In my 20+ years working in supply chain, I’ve visited hundreds of suppliers in multiple states and countries. Qualifying suppliers is essential both in building a relationship with the supplier and ensuring that customers’ needs are met. But what happens when global travel restrictions shut down trips to qualify a new supplier? Like many other jobs in the work-from-home era, qualifying a supplier has now become dependent on virtual assessment.
The first step for qualifying a new supplier is to do your research. You’ll want to check the reputation and qualifications of the supplier through both personal references and any online presence. When I am looking for a new supplier, I reach out to my personal contacts for recommendations. From there, I scour the websites of potential suppliers for videos and substantiated information that can prove the supplier’s worth
After researching the company, I’ll send out a request for information (RFI) to the suppliers I’m interested in for a more thorough vetting. Exactly what you put in an RFI depends on the needs of your company and product, but some top priorities to investigate include:
- What does their customer base look like? How many customers they have for each facility will give you an idea of whether they have the experience for your project.
- Ask what type of industries they primarily focus manufacturing on. Is it similar enough for your products?
- How many employees do they have and what will be the make-up of their new product introduction (NPI) team? These NPI employees will be the ones responsible for your product, so you want an idea of what to expect.
- Do they offer turnkey solutions? Some companies prefer to have more control over their material and IP. A hybrid option would be to have some material provided by the supplier, some by the company. Or full turnkey, meaning the company would rather have all material purchased and monitored in one place.
- Request sample documentation. Ask for quality reports, first article inspection (FAI) reports, and relevant ISO compliance certifications and expiration dates.
- Ask for customer references and D&B numbers to check on supplier reliability and financial status, to validate the information the supplier is giving you.
An RFI is standard in any supplier qualification but without being able to do an onsite visit of the facility in person, there are some additional request and questions to consider:
- Ask to set up a virtual video tour of the facility. This is most likely new to some suppliers, so they may not have this as protocol but asking to set up some sort of walk around on a video call can aid in seeing what is on their manufacturing floor. Here’s a good example.
- If you can’t get a full video tour, ask to see current photos or a quick video of their production floor. You want to get an idea of the size of the facility and how much of that real estate is taken up.

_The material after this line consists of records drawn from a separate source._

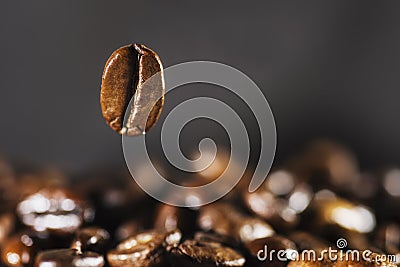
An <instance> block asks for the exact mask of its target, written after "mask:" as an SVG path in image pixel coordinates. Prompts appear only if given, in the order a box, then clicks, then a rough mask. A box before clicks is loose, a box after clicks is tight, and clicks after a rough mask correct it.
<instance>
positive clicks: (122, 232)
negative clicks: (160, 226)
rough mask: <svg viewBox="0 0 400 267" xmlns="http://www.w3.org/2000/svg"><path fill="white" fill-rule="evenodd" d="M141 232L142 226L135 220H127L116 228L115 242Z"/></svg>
mask: <svg viewBox="0 0 400 267" xmlns="http://www.w3.org/2000/svg"><path fill="white" fill-rule="evenodd" d="M141 230H143V225H142V224H141V223H140V222H138V221H137V220H129V221H126V222H124V223H123V224H121V225H120V226H118V228H117V229H116V230H115V234H114V237H115V239H116V241H118V242H120V241H122V240H125V239H127V238H128V237H131V236H133V235H136V234H138V232H139V231H141Z"/></svg>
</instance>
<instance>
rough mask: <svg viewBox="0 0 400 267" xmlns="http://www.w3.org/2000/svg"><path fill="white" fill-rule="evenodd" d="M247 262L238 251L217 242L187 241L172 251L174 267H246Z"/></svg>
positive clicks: (171, 254)
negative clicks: (238, 266)
mask: <svg viewBox="0 0 400 267" xmlns="http://www.w3.org/2000/svg"><path fill="white" fill-rule="evenodd" d="M245 262H246V260H245V258H244V257H243V256H242V255H241V254H240V253H239V252H237V251H236V250H234V249H232V248H229V247H225V246H223V245H221V244H220V243H215V242H209V243H208V242H202V243H199V242H196V241H194V240H187V241H185V242H184V243H182V244H181V245H179V246H178V248H175V249H173V250H172V251H171V265H172V267H186V266H195V267H213V266H244V264H245Z"/></svg>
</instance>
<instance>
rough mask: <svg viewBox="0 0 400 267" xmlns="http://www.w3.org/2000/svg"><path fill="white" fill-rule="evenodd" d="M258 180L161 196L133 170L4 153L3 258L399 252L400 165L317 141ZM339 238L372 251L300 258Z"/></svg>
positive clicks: (224, 259) (80, 264)
mask: <svg viewBox="0 0 400 267" xmlns="http://www.w3.org/2000/svg"><path fill="white" fill-rule="evenodd" d="M209 178H210V177H206V178H204V179H207V181H209ZM199 179H200V178H199ZM248 182H249V181H248V180H247V179H246V178H244V179H243V180H242V182H241V183H240V184H239V185H238V186H237V187H236V188H235V189H233V191H232V192H230V193H229V194H228V195H227V196H226V197H224V198H223V199H221V200H219V201H217V202H215V203H212V204H209V205H206V206H203V207H199V208H195V209H193V208H192V209H189V208H179V207H174V206H169V205H167V204H162V203H159V202H157V201H155V200H153V199H152V198H150V197H149V196H147V195H146V194H144V193H143V192H142V191H141V190H140V189H139V188H138V187H137V186H136V184H135V182H134V181H133V179H130V178H129V175H127V174H125V173H123V172H121V173H119V172H115V173H110V174H106V172H104V171H101V172H100V171H98V172H88V173H83V174H80V175H77V176H76V177H73V178H72V179H71V178H70V177H69V178H65V177H64V176H63V175H62V174H61V173H60V172H59V171H57V170H53V169H46V168H21V167H18V166H16V167H13V166H11V165H10V164H9V163H7V162H6V161H5V160H1V161H0V201H1V205H0V244H1V253H0V258H1V266H10V267H11V266H40V267H47V266H57V267H59V266H62V267H67V266H68V267H69V266H112V267H116V266H166V267H167V266H171V267H174V266H175V267H176V266H256V267H258V266H290V267H296V266H397V265H396V264H398V263H399V261H398V259H399V255H400V252H399V249H400V213H399V212H398V210H397V208H398V207H399V203H400V170H399V169H396V168H388V169H383V170H380V171H376V172H361V171H360V170H359V168H358V165H357V160H356V158H355V157H354V155H352V154H351V153H350V152H349V151H348V150H347V149H346V148H344V147H342V146H340V145H338V144H336V143H333V142H330V141H317V142H314V143H312V144H311V145H310V146H308V147H307V148H306V149H305V150H304V151H303V152H301V153H299V154H298V155H297V156H294V157H293V158H291V159H289V160H288V161H287V163H286V164H283V165H282V166H280V168H276V169H274V170H273V171H272V172H271V173H270V174H269V177H268V179H266V180H265V182H264V184H263V185H262V186H261V187H260V188H259V189H258V190H257V191H255V192H253V193H249V192H248V191H247V186H248ZM338 240H342V241H344V242H347V244H344V245H343V244H339V242H337V241H338ZM339 245H340V246H341V247H340V248H341V249H343V250H344V251H347V250H349V249H354V250H357V251H364V250H369V251H371V254H369V258H367V259H365V258H361V259H359V260H357V261H356V260H354V259H348V258H345V257H344V254H342V255H338V257H337V258H336V259H331V258H329V257H328V256H327V255H325V256H324V257H323V258H322V259H315V260H313V259H302V258H292V257H289V252H297V253H298V254H301V252H302V251H306V250H313V251H315V252H317V253H318V252H321V251H322V250H324V249H327V248H328V247H332V248H336V249H338V246H339ZM265 248H267V249H268V251H269V252H271V251H273V250H274V251H279V250H284V251H286V252H287V256H288V257H286V259H285V260H282V259H279V258H277V257H276V256H277V255H276V254H275V255H272V256H271V258H270V257H267V256H266V251H265ZM268 255H269V254H268ZM377 255H378V256H379V255H381V256H383V255H395V256H397V262H396V261H394V260H395V259H394V258H393V259H389V258H386V259H384V258H381V259H384V260H381V261H376V260H375V259H376V256H377ZM281 256H282V255H281Z"/></svg>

- Be specific, both so you can both focus on what’s unique about your products and needs, but also to get past any tendency to just show you their stock marketing photos. For example, don’t just ask for Statistical Process Control (SPC) charts, ask for a photo of where they are posted.
- Find out if the supplier has the capabilities to work with customers speaking a different language. If the supplier or customer is in a different country, their first language may not be English. Find out what procedures are in place for translations and translators. If they’re in a different time zone, make sure there is a time that works for both parties for any conference calls or virtual meetings.
Although Zebulon Solutions has worked with suppliers all around the world, it hasn’t always been possible to visit each location in person for other, boring reasons. It can be done. So, while today’s travel restrictions are certainly new and daunting, it isn’t impossible to find ways to work with new suppliers without in-person meetings. Physically seeing a facility is almost always preferable, but we’re fortunate that technology can make any gaps a little smaller.
This is new to all of us so do what you can to get the information you need, ask lots of questions, be patient with suppliers as they navigate their new roles, and maintain your social distancing as best you can.